WASHINGTON – President Obama’s promised trip to Pakistan this year, once seen as a reward for a key ally in the fight against terrorism, is now a looming headache for the White House as it tries to determine whether the government in Islamabad was complicit in allowing Osama bin Laden to live for years in the country.

Obama told Pakistani officials in the fall that he planned to travel there in 2011, in part to soothe concerns that the president was favoring Pakistan’s neighbor and archrival, India, by visiting there first. White House spokesmen questioned last week refused to say whether Obama still planned to go.

In the hours after bin Laden’s killing by a U.S. special forces team in Pakistan, John Brennan, Obama’s top counterterrorism adviser, left the topic open: “I’m not going to address the president’s schedule.”

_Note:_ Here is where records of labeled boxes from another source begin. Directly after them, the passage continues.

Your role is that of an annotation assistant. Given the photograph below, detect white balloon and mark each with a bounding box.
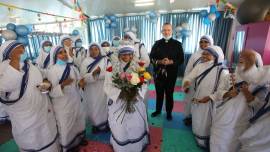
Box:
[105,19,112,24]
[208,13,217,21]
[131,26,137,33]
[2,30,17,40]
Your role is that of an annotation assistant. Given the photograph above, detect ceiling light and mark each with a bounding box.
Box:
[134,2,155,7]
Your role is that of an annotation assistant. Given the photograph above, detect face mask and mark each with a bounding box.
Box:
[112,40,120,47]
[44,46,52,53]
[163,35,172,41]
[76,42,82,48]
[56,59,67,65]
[20,51,27,62]
[102,47,110,52]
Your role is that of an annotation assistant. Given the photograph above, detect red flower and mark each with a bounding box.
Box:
[106,66,112,72]
[138,61,145,67]
[140,77,144,83]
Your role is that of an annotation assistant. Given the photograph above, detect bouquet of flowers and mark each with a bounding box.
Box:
[112,62,151,113]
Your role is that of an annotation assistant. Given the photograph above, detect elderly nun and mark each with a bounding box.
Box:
[210,50,267,152]
[230,50,270,152]
[104,46,149,152]
[80,43,108,133]
[123,31,150,67]
[184,35,214,125]
[48,46,85,151]
[183,46,228,148]
[0,40,59,152]
[36,40,52,78]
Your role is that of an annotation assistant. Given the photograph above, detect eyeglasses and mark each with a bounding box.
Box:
[200,41,209,43]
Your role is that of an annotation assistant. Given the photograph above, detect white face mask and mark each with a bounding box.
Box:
[163,35,172,41]
[102,47,110,52]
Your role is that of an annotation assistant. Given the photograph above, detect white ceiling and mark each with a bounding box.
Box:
[0,0,243,26]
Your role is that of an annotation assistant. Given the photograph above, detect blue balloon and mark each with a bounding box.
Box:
[216,11,221,18]
[210,5,217,13]
[17,36,29,46]
[72,30,80,36]
[105,24,111,29]
[200,10,208,17]
[15,25,29,36]
[203,17,211,25]
[6,23,16,31]
[111,22,117,28]
[110,15,116,22]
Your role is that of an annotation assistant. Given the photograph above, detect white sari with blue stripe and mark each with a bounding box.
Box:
[0,60,59,152]
[104,61,149,152]
[210,75,267,152]
[48,64,85,151]
[183,62,228,148]
[80,57,108,130]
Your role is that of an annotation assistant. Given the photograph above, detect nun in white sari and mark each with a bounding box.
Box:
[183,46,228,148]
[210,50,267,152]
[104,46,149,152]
[36,40,52,78]
[0,40,59,152]
[48,46,85,151]
[80,43,108,133]
[184,35,214,125]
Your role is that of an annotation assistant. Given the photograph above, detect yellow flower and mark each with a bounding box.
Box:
[143,72,152,80]
[130,73,140,85]
[138,67,145,72]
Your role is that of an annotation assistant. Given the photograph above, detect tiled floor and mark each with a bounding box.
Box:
[0,80,202,152]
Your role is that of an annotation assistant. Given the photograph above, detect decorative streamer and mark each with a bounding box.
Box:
[0,2,76,19]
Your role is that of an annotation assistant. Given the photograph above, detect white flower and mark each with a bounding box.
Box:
[130,72,140,85]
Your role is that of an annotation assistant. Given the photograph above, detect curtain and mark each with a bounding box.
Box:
[88,15,157,52]
[213,17,233,55]
[26,33,60,61]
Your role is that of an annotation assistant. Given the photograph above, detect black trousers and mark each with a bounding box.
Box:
[154,71,177,114]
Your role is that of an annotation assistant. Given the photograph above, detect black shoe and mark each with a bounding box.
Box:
[183,118,192,126]
[151,111,161,117]
[167,114,172,121]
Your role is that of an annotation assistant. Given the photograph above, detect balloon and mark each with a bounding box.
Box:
[111,22,117,28]
[72,30,80,36]
[208,13,217,21]
[110,15,116,22]
[0,36,3,46]
[237,0,270,24]
[2,30,17,40]
[105,24,111,28]
[15,25,29,36]
[105,19,112,24]
[131,26,137,33]
[203,17,211,25]
[6,23,16,31]
[200,10,208,17]
[17,36,29,46]
[124,27,129,32]
[209,5,217,13]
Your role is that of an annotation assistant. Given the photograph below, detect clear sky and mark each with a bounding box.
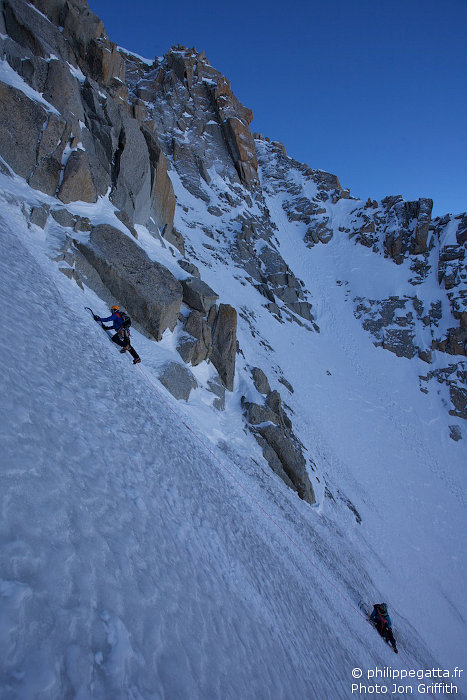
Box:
[89,0,467,216]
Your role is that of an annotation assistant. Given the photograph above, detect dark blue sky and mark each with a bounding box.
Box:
[90,0,467,215]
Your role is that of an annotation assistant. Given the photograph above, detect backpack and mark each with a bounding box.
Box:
[117,311,131,330]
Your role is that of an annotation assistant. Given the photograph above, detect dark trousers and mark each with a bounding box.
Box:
[112,331,139,360]
[376,625,396,647]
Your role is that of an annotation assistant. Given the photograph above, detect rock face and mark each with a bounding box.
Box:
[79,224,182,340]
[0,0,176,238]
[177,311,212,366]
[243,380,315,504]
[209,304,237,391]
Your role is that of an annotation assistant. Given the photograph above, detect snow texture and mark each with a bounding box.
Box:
[0,150,467,700]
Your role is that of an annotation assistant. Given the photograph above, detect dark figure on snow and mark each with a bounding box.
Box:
[370,603,398,654]
[94,306,141,365]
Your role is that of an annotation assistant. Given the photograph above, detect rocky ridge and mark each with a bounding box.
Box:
[0,0,467,524]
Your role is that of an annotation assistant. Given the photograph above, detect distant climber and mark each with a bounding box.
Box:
[93,305,141,365]
[370,603,399,654]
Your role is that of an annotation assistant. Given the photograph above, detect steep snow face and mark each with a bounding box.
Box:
[0,153,466,698]
[0,13,467,700]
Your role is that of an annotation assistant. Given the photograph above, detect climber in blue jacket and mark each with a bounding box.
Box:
[370,603,399,654]
[94,305,141,365]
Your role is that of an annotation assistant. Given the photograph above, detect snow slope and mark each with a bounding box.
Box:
[0,164,466,700]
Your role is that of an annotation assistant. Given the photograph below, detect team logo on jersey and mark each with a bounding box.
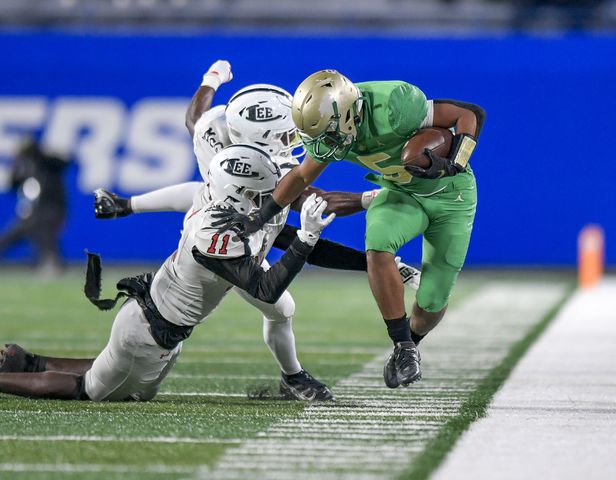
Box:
[240,103,282,122]
[221,158,259,178]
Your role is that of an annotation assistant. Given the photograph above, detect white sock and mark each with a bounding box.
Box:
[263,316,302,375]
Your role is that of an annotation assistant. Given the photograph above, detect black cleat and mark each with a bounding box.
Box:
[383,353,400,388]
[280,370,334,401]
[0,343,37,373]
[383,340,421,388]
[94,188,133,218]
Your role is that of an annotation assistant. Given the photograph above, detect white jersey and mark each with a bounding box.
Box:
[193,105,299,278]
[151,190,269,326]
[193,105,231,180]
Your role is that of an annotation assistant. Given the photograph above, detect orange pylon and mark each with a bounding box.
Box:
[578,225,605,288]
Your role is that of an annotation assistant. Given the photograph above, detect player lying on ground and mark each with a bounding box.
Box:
[212,70,485,388]
[0,145,335,401]
[95,61,419,399]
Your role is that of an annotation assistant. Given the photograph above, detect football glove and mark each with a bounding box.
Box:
[404,133,477,179]
[94,188,133,218]
[297,193,336,247]
[201,60,233,90]
[212,197,282,238]
[395,257,421,290]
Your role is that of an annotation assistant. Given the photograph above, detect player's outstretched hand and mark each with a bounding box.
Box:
[404,148,462,179]
[94,188,133,218]
[201,60,233,90]
[297,193,336,246]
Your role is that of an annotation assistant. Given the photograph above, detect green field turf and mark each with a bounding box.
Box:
[0,270,571,479]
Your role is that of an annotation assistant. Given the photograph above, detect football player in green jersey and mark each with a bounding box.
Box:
[212,70,485,388]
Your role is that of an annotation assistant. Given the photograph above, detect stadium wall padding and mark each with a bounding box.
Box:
[0,31,616,266]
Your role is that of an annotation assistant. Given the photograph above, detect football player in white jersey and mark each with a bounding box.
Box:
[0,145,335,401]
[95,60,419,399]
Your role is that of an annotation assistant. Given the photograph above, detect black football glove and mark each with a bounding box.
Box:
[94,188,133,218]
[404,148,464,179]
[212,196,283,238]
[404,133,477,179]
[212,210,265,238]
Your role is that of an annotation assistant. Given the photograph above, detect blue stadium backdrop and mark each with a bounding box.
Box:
[0,32,616,266]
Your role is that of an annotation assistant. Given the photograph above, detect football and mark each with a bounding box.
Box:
[401,127,453,168]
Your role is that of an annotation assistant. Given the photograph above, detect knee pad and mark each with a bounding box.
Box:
[265,291,295,322]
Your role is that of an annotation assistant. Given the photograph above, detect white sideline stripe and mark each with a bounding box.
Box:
[434,277,616,480]
[157,392,247,398]
[0,435,242,444]
[0,463,194,474]
[201,282,565,480]
[167,373,280,380]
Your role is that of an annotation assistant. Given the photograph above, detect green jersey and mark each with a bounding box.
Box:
[306,81,470,195]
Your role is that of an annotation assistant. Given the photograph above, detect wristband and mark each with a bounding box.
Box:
[450,133,477,171]
[361,189,380,210]
[297,230,319,247]
[201,70,222,91]
[258,196,284,225]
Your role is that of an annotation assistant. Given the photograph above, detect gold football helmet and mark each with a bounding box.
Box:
[291,70,363,160]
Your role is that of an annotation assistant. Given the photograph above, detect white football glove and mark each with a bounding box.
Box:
[201,60,233,90]
[396,257,421,290]
[297,193,336,247]
[361,188,381,210]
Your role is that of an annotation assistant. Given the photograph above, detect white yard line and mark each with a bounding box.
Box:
[434,278,616,480]
[201,282,565,480]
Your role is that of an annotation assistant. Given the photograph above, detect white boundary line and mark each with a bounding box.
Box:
[202,282,565,480]
[434,277,616,480]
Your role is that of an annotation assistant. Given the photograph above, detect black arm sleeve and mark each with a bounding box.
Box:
[192,237,312,303]
[274,225,368,272]
[434,98,486,140]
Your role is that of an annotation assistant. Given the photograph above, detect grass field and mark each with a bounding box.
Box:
[0,271,573,479]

The decision is of enormous strategic and symbolic importance to both countries. A presidential trip would signal a continued U.S. commitment to its complicated, yet necessary, relationship with Pakistan, a country that is not only integral in dealing with terrorism, but will also play a key role in the U.S. troop drawdown in neighboring Afghanistan.

Canceling the visit could be seen as a sign of U.S. mistrust of Pakistan’s handling of extremists within its borders — bin Laden lived in what Brennan himself called within “plain sight” in a neighborhood home to many in the Pakistani military.